Mini LessonsAdvanced Claude Code Workflows

Mini Lessons


Advanced Claude Code Workflows

What This Is

An interactive lesson from Claire Vo’s interview with John Lindquist (egghead.io) on How I AI, covering advanced techniques senior engineers use to get production-quality results from Claude Code.

Source: How I AI: Advanced Claude Code techniques with John Lindquist

What You’ll Learn

  • Mermaid diagrams for context preloading - make Claude understand your codebase instantly
  • Stop hooks that auto-fix errors - Claude checks its own work before saying “done”
  • The “infinite junior engineer” mindset - think about automation as prep work, not code writing

Watch the Source

Get Started

  1. Download the lesson folder: DOWNLOAD
  2. Open terminal in that folder
  3. Run claude then type /start-lesson

New to the terminal? See Getting Started: Installation for setup help.


What’s Covered

1. The Context Loading Problem

Every time you start Claude Code on a project, it has no memory. Ask “explain the authentication flow” and Claude has to search through 50+ files, read 10-15 of them, and piece together the answer. This happens every single session.

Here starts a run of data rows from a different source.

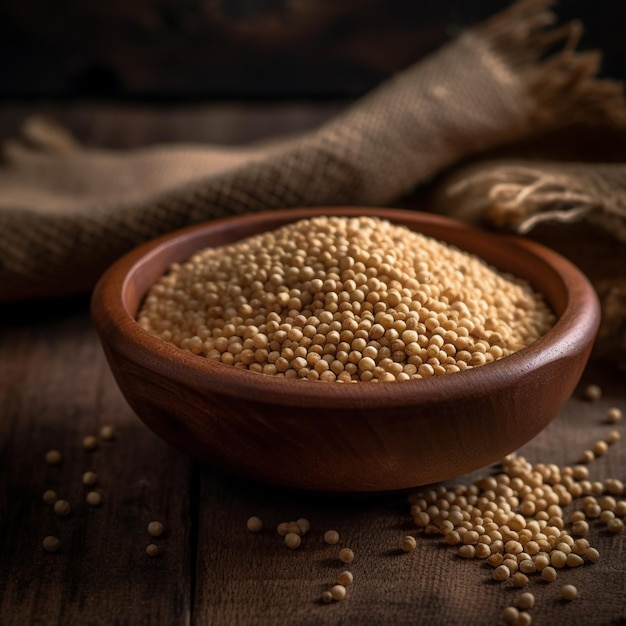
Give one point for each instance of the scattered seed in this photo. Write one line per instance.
(592, 392)
(409, 544)
(53, 457)
(346, 555)
(90, 442)
(549, 574)
(51, 543)
(253, 524)
(327, 597)
(153, 550)
(600, 447)
(155, 529)
(107, 433)
(62, 507)
(94, 498)
(293, 540)
(331, 537)
(90, 478)
(338, 592)
(613, 415)
(50, 496)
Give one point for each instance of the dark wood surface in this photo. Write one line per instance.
(56, 388)
(245, 48)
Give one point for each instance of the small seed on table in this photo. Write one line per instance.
(53, 457)
(107, 433)
(408, 543)
(62, 507)
(93, 498)
(254, 524)
(51, 543)
(331, 537)
(593, 392)
(90, 478)
(152, 549)
(346, 555)
(155, 529)
(50, 496)
(90, 442)
(338, 592)
(613, 415)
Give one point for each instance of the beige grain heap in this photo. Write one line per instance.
(344, 299)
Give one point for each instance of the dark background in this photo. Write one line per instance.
(208, 49)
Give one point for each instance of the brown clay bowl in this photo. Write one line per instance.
(333, 437)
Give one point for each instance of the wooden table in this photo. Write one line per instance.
(56, 389)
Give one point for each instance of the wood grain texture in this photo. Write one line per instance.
(277, 429)
(56, 390)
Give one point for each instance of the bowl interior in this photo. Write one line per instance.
(409, 433)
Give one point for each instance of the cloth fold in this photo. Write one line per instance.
(68, 211)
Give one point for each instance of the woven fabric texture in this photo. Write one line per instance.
(68, 211)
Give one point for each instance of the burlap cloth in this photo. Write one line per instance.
(68, 211)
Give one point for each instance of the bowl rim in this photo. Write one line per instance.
(119, 331)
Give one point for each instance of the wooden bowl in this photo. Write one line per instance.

John Lindquist’s insight: What if Claude already knew your architecture before you asked?

2. Mermaid Diagrams

Mermaid diagrams are a text format that compresses your app’s logic into something AI can consume instantly. They look like gibberish to humans but Claude reads them perfectly.

For a real project, you’d have diagrams for auth flows, database operations, API routes - everything that explains how your code connects. When Claude starts with these preloaded, it doesn’t need to explore. It just knows.

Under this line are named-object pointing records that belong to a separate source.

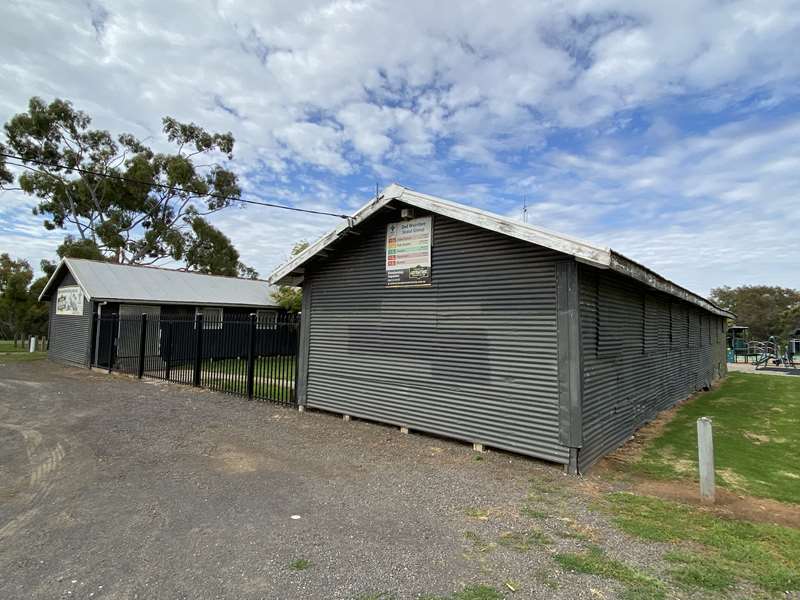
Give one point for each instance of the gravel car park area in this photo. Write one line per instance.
(112, 487)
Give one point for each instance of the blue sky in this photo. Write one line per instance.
(668, 131)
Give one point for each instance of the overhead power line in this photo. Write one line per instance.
(165, 187)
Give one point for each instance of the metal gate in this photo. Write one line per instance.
(251, 356)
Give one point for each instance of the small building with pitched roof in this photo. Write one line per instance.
(83, 293)
(442, 318)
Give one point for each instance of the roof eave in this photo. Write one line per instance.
(626, 266)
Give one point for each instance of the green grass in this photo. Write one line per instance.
(9, 354)
(21, 357)
(301, 564)
(756, 436)
(8, 346)
(272, 367)
(638, 586)
(718, 550)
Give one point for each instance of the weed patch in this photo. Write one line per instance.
(638, 586)
(471, 592)
(763, 554)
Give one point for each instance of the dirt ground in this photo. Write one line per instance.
(112, 487)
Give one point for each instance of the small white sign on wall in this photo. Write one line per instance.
(69, 300)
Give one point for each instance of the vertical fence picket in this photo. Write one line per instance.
(251, 359)
(235, 354)
(198, 350)
(142, 345)
(167, 349)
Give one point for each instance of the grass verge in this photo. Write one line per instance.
(718, 550)
(21, 357)
(755, 437)
(638, 586)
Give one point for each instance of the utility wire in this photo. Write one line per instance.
(164, 186)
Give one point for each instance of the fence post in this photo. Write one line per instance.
(142, 342)
(198, 350)
(251, 355)
(705, 455)
(168, 351)
(111, 323)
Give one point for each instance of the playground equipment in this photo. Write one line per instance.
(771, 353)
(737, 343)
(794, 343)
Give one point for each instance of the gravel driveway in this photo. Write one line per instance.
(112, 487)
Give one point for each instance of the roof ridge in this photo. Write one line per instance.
(155, 267)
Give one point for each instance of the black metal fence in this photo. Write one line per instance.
(252, 356)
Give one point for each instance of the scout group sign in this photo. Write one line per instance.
(408, 252)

3. The —append-system-prompt Flag

Here’s how you load diagrams into Claude at startup:

claude --append-system-prompt "$(cat .ai/diagrams/*.md)"

This flag adds text to Claude’s base instructions before you even start chatting. The result: Claude starts with your entire architecture already in memory.

4. Terminal Aliases

Typing that command every time is tedious. The solution: shell aliases.

alias cdi="claude --append-system-prompt \"\$(cat .ai/diagrams/*.md)\""
alias x="claude --dangerously-skip-permissions"
alias h="claude --model claude-haiku-4-5-20251001"

Now you type cdi instead of the full command. You add these to your ~/.zshrc file and they’re available in every terminal session.

5. Stop Hooks

Here’s a frustrating pattern: Claude finishes a task, says “Done!”, but there are TypeScript errors. You paste them back. Claude fixes them, says “Done!” again. More errors. Repeat.

Stop hooks solve this. A stop hook runs every time Claude finishes a response - right before it waits for your input. You configure it to run quality checks (typecheck, lint, tests). If the check fails, the hook sends errors back to Claude automatically. Claude fixes them and tries again.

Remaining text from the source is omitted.